You are never very far from a puddle of green slimy stuff in Belize. Cayo's drainage is pretty much state of the art in that sense.
I haven't stayed here for seventeen years, though I passed through in 2004, long enough to get some Duurly's Parrot rum from a Chinese supermarket. (All the supermarkets and most of the restaurants in Belize are Chinese.) Repeating the transaction last night I asked how much rum I could carry across the border with me into Guatemala. Answer, "a rotta lum". It's not exactly Ron Zacapa Centenario, but the Duurly's bottle fills me with nostalgia.
I thought San Ignacio would too, but it doesn't. Back then it had this last outpost of the British empire feel to it, a real frontier town surrounded by the hootin' howlin' jungle in Belize's wild west. It's still kind of rough, but some of the old clapboard hotels on Burns Avenue have been torn down and replaced with unprepossessing offices made from concrete block. The heart of Cayo is a pot-holed five-way junction that is extremely perilous for pedestrians. I don't suppose that the guests of Francis Ford Coppola's Blancaneaux lodge and the other jungle resorts that now line the Macal river spend a great deal of time here.
Eva's on Burns Avenue describes itself as "the first cyber cafe out west". It is run by a former British squadie that married a local girl. I remember when I first crossed the bridge over the Rio Hondo in the far north it was manned by members of the Parachute regiment in their red berets. Now it is little more than the on-ramp to the bizarre duty free zone that straddles the border with Mexico. There's even a big white casino doing its best to look like a little piece of Monaco in the heart of Central America.
Yesterday was one long bus ride. First the ADO GL service from Tulum to Chetumal. GL means aircon and fabulously comfy seats and a little red light that comes on every time the driver reaches the official speed limit. It also means rubbishy films that play at full volume from little flat screens all down the aisle which makes either reading or quiet contemplation of the narrow green tunnel of scrub around the coach all but impossible. (I tuned into one with Val Kilmer and Neve Campbell set in New Mexico and involving an amnesiac would-be Presidential assassin. It kept me awake, just.)
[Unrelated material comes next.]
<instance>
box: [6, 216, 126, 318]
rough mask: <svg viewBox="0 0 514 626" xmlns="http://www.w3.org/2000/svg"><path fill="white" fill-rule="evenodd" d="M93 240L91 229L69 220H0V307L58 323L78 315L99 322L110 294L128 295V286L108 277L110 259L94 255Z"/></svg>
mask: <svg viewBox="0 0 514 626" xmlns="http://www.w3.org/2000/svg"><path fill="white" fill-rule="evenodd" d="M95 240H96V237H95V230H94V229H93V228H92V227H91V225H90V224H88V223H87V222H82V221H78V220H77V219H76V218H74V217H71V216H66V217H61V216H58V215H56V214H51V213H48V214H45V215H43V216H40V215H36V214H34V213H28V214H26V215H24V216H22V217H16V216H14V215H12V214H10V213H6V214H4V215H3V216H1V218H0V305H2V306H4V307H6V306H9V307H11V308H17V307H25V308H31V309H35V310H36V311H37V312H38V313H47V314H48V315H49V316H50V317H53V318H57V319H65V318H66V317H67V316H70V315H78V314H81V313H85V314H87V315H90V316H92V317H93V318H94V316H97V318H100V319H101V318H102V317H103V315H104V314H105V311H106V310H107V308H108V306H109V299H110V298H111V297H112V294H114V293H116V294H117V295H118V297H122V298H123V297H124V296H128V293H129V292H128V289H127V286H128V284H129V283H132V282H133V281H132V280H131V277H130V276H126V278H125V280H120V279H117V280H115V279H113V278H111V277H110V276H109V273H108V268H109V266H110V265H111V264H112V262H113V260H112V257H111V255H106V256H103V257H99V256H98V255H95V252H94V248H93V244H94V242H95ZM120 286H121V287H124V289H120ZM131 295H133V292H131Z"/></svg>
Chetumal looks remarkably prosperous these days. On our way in to the city centre we passed a huge mall-cinema complex that puts to shame anything we have on the east-side of London. There were no obvious colectivos to negotiate with at the ADO terminal, so I signed up for a bus which appeared to be run by a newly-nationalised Belizean company.
After the hicks and the chics, I had a new bunch of fellow travellers to contend with: the oh-so-pleased with themselves backpackers. From Orange Walk south I was sitting next to a local guy playing thumping reggeton tracks out of his mobile phone, but by far the loudest thing on the bus was a pair of sun-reddened New Zealand girls competing frantically with rtwo all American boys for mochilero kudos: "Have you been...did you do...and we saw..what's your major?" Fortunately when I switched buses in Belize city I was the only non-creole.
No speed limiters on that one - we made our way to Cayo along the Western Highway in the dark at break-neck speed. The skin on my face is still feeling wind-dried.
Belizeans are a fabulous mix of different bloods, and probably around one in every twenty or so individuals is neck-turningly interesting to look at; men and women, young and old, especially the very young and the very old.
So, I now have my Duurly's and yet more habanero chile sauce (the famous Marie Sharpe's) and I am off to the border just beyond Benque this morning, where I will catch another - even more chicken flavoured - bus to Flores on lake Petén Itzá; Guatemala proper, but still an eight hour ride from the highlands and home.
I think I'm carrying more Christmas presents for the dog than anyone else!